Kitchen to stage

Trained and specializing in movement, dancers often find staying put more challenging than even the most technically demanding steps.

Sderot Adama Dance Company  (photo credit: AMALIA BEN GAL)
Sderot Adama Dance Company
(photo credit: AMALIA BEN GAL)
 For dancers, one of the hardest things to do is to stand still.
Trained and specializing in movement, dancers often find staying put more challenging than even the most technically demanding steps. This need to be in constant action is something many can relate to. As everyday life speeds up, finding a calm moment becomes trickier and, often, impossible.
Nir Ben-Gal and Liat Dror, partners in life and work, have tasted many different lifestyles. They began their career as choreographers in Tel Aviv, hustling and bustling to get their art seen, to make a name for themselves and to gain exposure.
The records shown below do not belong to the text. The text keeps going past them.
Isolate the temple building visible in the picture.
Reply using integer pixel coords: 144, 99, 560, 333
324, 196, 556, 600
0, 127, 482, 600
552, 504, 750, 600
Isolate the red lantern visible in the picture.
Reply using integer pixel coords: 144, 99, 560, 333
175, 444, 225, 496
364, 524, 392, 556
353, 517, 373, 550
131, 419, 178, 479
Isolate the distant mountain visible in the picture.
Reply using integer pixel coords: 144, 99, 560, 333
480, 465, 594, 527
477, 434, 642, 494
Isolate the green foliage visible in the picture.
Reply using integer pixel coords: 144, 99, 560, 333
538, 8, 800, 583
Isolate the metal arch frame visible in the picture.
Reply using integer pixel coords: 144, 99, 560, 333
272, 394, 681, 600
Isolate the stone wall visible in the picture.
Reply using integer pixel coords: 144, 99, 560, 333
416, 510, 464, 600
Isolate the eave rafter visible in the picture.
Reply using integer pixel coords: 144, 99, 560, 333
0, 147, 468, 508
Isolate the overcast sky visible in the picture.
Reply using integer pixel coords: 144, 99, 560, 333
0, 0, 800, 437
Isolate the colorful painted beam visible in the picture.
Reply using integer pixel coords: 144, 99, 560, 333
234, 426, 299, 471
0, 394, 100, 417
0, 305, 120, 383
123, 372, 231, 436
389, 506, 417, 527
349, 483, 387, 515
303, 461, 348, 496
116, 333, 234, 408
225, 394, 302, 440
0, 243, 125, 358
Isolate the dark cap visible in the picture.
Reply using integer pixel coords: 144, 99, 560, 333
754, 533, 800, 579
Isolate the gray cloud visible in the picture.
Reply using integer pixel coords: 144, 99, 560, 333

After many successful years in Israel’s center, the two did the unthinkable (then), relocating to the quiet environs of Mitzpe Ramon. It was there that their artistic, holistic vision came to life by means of a desert-based dance center and company. For 16 years, Ben-Gal and Dror operated Hangar Adama, which hosted performances and festivals, drawing culture consumers out of big cities and into their slower, more peaceful setting.
And then, last year, the pair shifted locations once again, this time to Sderot, on the Gaza Strip border.
Their many shifts and changes have deeply impacted the couple’s research, bringing them to explore how life and work meet and where gaps can be found between activities. In their newest creation, which was predominantly choreographed by Dror, the dancers are often asked not to move.
“There is a lot of nothing in this piece, which is very hard for the dancers to execute. It’s about the space between the movements, and it something we are dealing with a lot lately,” Dror explains.
Titled All’Arrabbiata, the dance piece brings elements from the couple’s home life, such as cooking, to the stage.
“The whole idea of the performance was an attempt to make a meeting between something very everyday and familiar to dance on a high level. We chose the table as a symbol for the kitchen, the heart of the home. In psychology, they say that food is the way to love. We started with the dancers making sauce for pasta. Many times, the way that we worked was to ask the dancers to chop onions and then take away the knife and onions and stay with the movement. It started like pantomime but eventually became its own language. We call it ‘documentary choreography,’” she says.
The blending together of life and work was something that Ben-Gal and Dror experienced from the outset of the creative process.
“Liat made incredible amounts of material in no time at all. She would be in the kitchen, cooking, and dancing. The studio and home became very connected,” smiles Ben-Gal.
In the coming months, the pair will open the doors to the Sderot Adama Center, home to the Sderot Adama Dance Company.
“We are just finishing the renovations now,” says Ben-Gal. “We recently had a three-day festival. We had no water or electricity yet, but it was really magical.
We are very excited to get everything hooked up and really start things here.”
Whereas their first move exchanged the city for the village, this move trades seclusion for a political hotbed.
“Sderot is incredible in its intensity,” says Ben-Gal.
“It’s sitting on a political volcano.”
Although many may imagine rockets and sirens, what Ben-Gal, Dror and their four children found was a thriving pocket of cultural activity.
“On Thursday nights, you can’t find a seat in any restaurant or bar. There’s an awakening of the towns and villages around Sderot. I know from the young people around us that the nightlife is very strong.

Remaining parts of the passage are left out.